The homogenized, anisotropic, hyperelastic material models were then implemented into a nonlinear FE code for sequential multiscale simulation and delivered good results when compared to full-scale simulations of BCC lattice structures. Besides the advantages of computational effort and therefore time-savings, the homogenized continuum models also prevail in the aspect of complexity. The convergence behavior of the continuum models is not dependent on perturbations for post-buckling analysis. Further, it is less intrusive and much easier to implement a model based on the hyperelastic energy density compared to implementing a model based on the internal structure of a lattice and add corresponding lattice perturbations throughout the macroscopic structure. Therefore, the multiscale approach speeds up the development process in two ways: the generation of the system to be simulated and the computation of the simulation itself.
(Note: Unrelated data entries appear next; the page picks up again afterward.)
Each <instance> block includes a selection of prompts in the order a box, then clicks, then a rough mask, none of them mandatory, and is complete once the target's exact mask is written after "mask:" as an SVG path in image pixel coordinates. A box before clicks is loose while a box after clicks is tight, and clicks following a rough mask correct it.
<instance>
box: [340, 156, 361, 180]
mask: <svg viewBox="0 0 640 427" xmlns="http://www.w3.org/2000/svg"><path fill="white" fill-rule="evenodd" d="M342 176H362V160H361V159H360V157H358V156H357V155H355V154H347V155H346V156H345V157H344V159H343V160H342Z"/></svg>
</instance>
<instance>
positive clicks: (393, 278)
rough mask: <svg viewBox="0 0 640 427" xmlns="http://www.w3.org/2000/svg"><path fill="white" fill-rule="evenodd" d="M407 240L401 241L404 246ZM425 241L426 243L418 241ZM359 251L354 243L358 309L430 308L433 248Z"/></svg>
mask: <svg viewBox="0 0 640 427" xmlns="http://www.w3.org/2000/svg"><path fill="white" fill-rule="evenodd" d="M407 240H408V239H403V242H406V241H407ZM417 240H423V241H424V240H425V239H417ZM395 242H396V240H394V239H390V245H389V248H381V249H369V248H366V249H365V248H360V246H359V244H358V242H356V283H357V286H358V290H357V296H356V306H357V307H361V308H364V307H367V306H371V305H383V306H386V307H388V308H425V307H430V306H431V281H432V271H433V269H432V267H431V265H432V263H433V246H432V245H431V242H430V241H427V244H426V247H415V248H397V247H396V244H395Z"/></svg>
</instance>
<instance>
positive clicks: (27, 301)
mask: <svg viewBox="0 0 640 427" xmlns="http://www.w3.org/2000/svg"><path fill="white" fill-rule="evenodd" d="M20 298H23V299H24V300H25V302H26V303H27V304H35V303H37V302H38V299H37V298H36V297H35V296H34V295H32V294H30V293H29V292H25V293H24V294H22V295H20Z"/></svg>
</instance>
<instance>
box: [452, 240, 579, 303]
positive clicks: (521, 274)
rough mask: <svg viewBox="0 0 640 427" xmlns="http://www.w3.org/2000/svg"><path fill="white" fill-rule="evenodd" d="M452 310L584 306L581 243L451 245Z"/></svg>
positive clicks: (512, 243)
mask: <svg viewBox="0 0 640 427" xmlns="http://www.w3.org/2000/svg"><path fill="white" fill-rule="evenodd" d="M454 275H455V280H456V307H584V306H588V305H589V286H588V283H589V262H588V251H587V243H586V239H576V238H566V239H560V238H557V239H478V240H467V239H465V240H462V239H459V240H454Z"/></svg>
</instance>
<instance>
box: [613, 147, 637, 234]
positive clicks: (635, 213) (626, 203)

The presented sequential multiscale framework based on anisotropic (hyper)elastic ANN-models could be readily applied to the multiscale modeling of other beam lattice RUCs, as well as other types of elastic microstructures, such as (minimal) surface-based foams or composites. In this context, other symmetry groups and parametric microstructures could be investigated, cf. [68], even with potentially varying symmetries. Further, future work should be directed towards including further desirable properties into the constitutive formulations, such as material stability, and extend the framework towards thermodynamically consistent time-dependent and inelastic modeling, which is particularly important for applications of additively manufactured, polymeric lattices.